= Derek van der Kooy =

Derek van der Kooy (born 1952), Fellow of Royal Society of Canada, is professor in the department of medical genetics and microbiology at the University of Toronto. He received a master's degree in psychology at the University of British Columbia and a Ph.D. in anatomy from Erasmus University in 1978, as well as in the department of anatomy at the University of Toronto in 1980. Van der Kooy gained postdoctoral research experience at Cambridge University and at the Salk Institute in California. In 2021 van der Kooy was elected to the Academy of Science Royal Society of Canada.

In 1981, he became an assistant professor, was promoted to associate professor in 1986, and has served as professor in the department of anatomy and cell biology at the University of Toronto from 1991 until 2002, when he became a professor in the department of medical genetics and microbiology. His lab is the Neurobiology Research Group.

His lab in the Terrence Donnelly Centre for Cellular and Biomolecular Research carries out various neuroscience and developmental biology research projects. In 1994 his paper on neural stem cells in the adult mammalian forebrain was published in the journal Neuron. This work first established that adult mammalian neural stem cells were located in the subependyma of the forebrain lateral ventricle, where two types of lineage related precursor cells, progenitor cells and stem cells, were shown to be present. Proliferation of these cell types were characterized in further experiments that were reported in articles in Development and the Journal of Neuroscience. Of note, van der Kooy's lab produced the first report of stem cells in the adult mammalian eye, published in 2000 in Science. Further work, which was published in the journal, Neuron, 2001, documented how embryonic stem cells were shown to differentiate directly to neural stem cells through a default mechanism. Van der Kooy's lab continues to investigate the nature of stem cells, embryonic and adult, the concept of immortal cells, and the differentiation of embryonic stem cells, capable of forming any tissue in the body, to neural stem cells.

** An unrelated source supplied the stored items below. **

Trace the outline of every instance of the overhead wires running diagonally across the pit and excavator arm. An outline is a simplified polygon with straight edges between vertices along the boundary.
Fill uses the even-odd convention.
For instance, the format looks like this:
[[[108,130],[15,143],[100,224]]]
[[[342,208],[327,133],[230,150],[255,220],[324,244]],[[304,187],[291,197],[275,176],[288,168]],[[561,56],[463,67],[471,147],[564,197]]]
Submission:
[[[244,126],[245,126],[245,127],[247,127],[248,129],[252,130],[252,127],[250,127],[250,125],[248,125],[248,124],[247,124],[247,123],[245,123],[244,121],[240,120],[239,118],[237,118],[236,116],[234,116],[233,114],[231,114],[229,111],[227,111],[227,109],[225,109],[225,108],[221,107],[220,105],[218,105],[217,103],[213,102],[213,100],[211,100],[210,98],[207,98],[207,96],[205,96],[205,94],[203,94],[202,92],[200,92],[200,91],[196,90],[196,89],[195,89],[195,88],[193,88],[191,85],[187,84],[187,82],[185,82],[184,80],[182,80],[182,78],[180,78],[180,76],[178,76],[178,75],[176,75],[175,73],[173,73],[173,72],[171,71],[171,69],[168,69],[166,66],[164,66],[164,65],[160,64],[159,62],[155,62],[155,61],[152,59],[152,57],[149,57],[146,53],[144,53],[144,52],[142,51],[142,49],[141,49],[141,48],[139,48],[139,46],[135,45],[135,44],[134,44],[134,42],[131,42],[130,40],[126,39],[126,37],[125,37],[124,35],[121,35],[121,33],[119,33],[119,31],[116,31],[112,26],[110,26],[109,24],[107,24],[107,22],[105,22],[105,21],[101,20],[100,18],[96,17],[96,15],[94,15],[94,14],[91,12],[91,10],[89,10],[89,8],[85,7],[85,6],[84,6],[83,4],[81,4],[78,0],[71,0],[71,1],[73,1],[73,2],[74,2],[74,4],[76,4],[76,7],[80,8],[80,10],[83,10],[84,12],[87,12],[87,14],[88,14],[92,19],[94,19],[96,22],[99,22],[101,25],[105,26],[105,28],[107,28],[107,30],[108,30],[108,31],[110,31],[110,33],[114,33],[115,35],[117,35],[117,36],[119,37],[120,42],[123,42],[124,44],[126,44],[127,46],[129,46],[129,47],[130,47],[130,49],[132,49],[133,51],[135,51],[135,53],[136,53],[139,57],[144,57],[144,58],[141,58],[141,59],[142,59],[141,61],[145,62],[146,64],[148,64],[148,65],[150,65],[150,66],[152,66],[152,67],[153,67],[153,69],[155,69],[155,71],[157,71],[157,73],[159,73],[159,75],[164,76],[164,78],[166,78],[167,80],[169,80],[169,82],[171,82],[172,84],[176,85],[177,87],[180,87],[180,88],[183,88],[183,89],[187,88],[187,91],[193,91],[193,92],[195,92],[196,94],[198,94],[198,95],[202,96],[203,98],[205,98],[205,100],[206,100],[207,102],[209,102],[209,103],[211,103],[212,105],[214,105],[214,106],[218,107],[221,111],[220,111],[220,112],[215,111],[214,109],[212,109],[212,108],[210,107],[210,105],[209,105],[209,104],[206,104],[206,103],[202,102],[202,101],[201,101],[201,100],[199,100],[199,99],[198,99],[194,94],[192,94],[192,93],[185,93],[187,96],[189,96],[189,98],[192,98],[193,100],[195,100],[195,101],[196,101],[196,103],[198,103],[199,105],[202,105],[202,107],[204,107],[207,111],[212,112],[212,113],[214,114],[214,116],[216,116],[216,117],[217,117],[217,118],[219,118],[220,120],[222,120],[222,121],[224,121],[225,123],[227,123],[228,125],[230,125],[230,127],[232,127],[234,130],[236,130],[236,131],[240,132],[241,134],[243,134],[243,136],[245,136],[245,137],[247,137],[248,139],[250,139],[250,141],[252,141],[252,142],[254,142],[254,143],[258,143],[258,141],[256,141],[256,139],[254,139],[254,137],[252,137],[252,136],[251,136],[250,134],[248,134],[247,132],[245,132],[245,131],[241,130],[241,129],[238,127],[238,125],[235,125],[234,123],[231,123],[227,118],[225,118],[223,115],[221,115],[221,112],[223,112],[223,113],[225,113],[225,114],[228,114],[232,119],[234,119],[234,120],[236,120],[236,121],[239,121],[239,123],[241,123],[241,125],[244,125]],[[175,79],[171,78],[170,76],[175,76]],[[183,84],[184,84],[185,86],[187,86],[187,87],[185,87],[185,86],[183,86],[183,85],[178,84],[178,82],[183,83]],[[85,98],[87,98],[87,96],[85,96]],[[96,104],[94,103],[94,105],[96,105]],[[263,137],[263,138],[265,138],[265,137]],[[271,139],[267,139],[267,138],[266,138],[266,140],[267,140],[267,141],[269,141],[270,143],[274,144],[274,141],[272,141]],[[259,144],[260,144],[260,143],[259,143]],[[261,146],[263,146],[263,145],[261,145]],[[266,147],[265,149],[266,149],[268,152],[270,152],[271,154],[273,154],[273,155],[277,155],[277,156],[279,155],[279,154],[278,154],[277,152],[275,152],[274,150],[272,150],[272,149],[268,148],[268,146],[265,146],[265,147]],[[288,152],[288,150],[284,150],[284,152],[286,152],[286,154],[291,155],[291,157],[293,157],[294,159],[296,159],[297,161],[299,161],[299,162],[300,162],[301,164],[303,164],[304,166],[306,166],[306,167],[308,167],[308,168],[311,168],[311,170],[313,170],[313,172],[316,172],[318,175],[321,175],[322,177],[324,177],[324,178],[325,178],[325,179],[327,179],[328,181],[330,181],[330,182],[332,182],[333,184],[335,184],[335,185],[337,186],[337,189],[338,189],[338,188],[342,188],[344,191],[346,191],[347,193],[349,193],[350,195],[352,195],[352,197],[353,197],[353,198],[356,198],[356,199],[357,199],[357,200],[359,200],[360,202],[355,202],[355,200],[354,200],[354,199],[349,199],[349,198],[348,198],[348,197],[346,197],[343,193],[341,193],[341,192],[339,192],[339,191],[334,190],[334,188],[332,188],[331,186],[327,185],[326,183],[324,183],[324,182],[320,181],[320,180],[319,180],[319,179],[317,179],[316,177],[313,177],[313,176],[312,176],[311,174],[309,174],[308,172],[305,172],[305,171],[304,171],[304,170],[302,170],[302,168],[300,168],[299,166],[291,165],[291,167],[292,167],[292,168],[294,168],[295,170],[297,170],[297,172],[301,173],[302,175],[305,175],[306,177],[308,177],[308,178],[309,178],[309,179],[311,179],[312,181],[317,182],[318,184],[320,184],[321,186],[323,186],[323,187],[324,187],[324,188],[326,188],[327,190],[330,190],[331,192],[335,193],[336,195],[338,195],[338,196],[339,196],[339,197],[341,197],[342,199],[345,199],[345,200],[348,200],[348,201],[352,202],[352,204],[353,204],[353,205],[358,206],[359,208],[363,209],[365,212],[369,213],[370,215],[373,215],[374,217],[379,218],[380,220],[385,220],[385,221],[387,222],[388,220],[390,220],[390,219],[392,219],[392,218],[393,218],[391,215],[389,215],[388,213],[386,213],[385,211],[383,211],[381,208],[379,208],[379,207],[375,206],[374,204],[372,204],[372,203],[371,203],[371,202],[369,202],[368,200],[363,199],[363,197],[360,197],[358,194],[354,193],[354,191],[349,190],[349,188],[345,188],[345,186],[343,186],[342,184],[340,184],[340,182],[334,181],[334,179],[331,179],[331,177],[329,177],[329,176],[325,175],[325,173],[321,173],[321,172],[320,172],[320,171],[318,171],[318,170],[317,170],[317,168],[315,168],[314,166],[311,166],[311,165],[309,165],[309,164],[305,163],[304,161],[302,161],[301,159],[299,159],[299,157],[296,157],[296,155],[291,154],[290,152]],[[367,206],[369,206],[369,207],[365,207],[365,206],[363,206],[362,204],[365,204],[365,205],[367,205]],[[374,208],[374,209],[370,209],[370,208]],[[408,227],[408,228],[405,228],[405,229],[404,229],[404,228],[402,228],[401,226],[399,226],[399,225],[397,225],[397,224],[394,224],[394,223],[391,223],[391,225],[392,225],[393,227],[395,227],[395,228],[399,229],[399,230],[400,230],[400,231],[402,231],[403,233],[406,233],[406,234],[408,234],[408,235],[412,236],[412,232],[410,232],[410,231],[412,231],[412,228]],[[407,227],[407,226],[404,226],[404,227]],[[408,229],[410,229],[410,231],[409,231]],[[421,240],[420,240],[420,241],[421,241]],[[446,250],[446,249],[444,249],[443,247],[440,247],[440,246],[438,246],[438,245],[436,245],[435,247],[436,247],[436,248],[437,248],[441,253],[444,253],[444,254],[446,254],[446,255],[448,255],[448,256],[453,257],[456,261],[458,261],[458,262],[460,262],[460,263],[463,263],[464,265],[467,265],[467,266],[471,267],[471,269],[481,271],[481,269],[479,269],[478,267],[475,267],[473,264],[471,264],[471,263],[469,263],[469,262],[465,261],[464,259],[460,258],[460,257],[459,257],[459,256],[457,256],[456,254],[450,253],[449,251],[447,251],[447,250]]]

A report published in Science by van der Kooy's research group demonstrated that BDNF, when infused into the ventral tegmental area (VTA), can induce an opiate-dependent-like reward state in animals in the absence of opiate administration.

Previous studies have demonstrated that the opiate reward is mediated by a dopamine-independent reward system in nondependent animals, and by a dopamine-dependent reward system in dependent animals. In the present study, infusions of BDNF into the VTA were able to shift opiate reward from a dopamine-independent system to a dopamine-dependent system. This switch is mediated through a specific change in GABA-A receptors in the VTA from inhibitory to excitatory signaling in response to increased BDNF.

This work suggests that BDNF may play a critical role in mediating the shift to a drug-dependent motivational state, a crucial step in the pathogenesis of drug addiction.

Based on his experiments with human cadaveric pancreata, van der Kooy holds theorizes that there exists an adult stem cell in the pancreas.